Paul's find in the IGI of the marriage parish for Thomas Hale and Edith Townsend was a breakthrough. The actual place of marriage on that entry (Stockingford) rather than the registration district which I had found previously (Nuneaton) made sense when I took Rookancestry's suggestion of looking wider in the family. The name Stockingford rang a bell so I dug a bit deeper in my notes and found the marriage of Thomas's brother Milson Hale (1858 – 1927) to Elizabeth Proctor in Stockingford a few years before the marriage of Thomas and Edith. So it looks like Thomas went to Nuneaton to work in the coal mines there along with his brother Milson. That makes it most likely that I have the correct Thomas Hale and that his wife was indeed Edith Townsend.
Thomas and Edith moved around a lot, presumably because of work. So far I have found them in the Forest of Dean, Yorkshire, Nottinghamshire, the USA and now Warwickshire.

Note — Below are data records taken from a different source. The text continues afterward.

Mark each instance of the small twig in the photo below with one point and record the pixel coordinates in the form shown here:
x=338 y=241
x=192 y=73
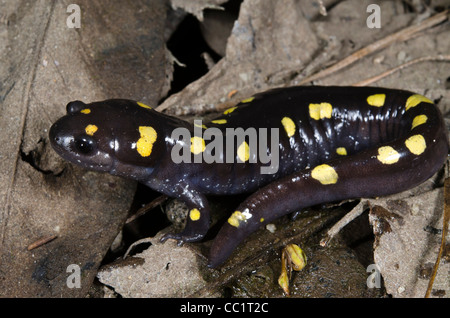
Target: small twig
x=159 y=200
x=444 y=235
x=445 y=58
x=402 y=35
x=41 y=241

Edith died in Roslyn in the state of Washington on 6 December 1900, aged 41. By sheer coincidence a friend has bought a house there. She has sent me a photo of Edith's grave and of the coal miners' memorial there which has the name of another Hale on it, Mitchel Hale having died there in a pit explosion in 1892. I wonder if any other Forest of Dean miners went out there too. Although Mitchel was not born in the Forest he was the son of another Thomas Hale (1832 – 1883) from Coleford who left to work in Nottinghamshire and Yorkshire.
Roslyn became a bit of a ghost town after the mines closed but it was revived in the 1990s as the setting for the US TV series 'Northern Exposure'.
Thank you once again for your help. I shall add Edith to the list of emigrants on the site now that I know her family name.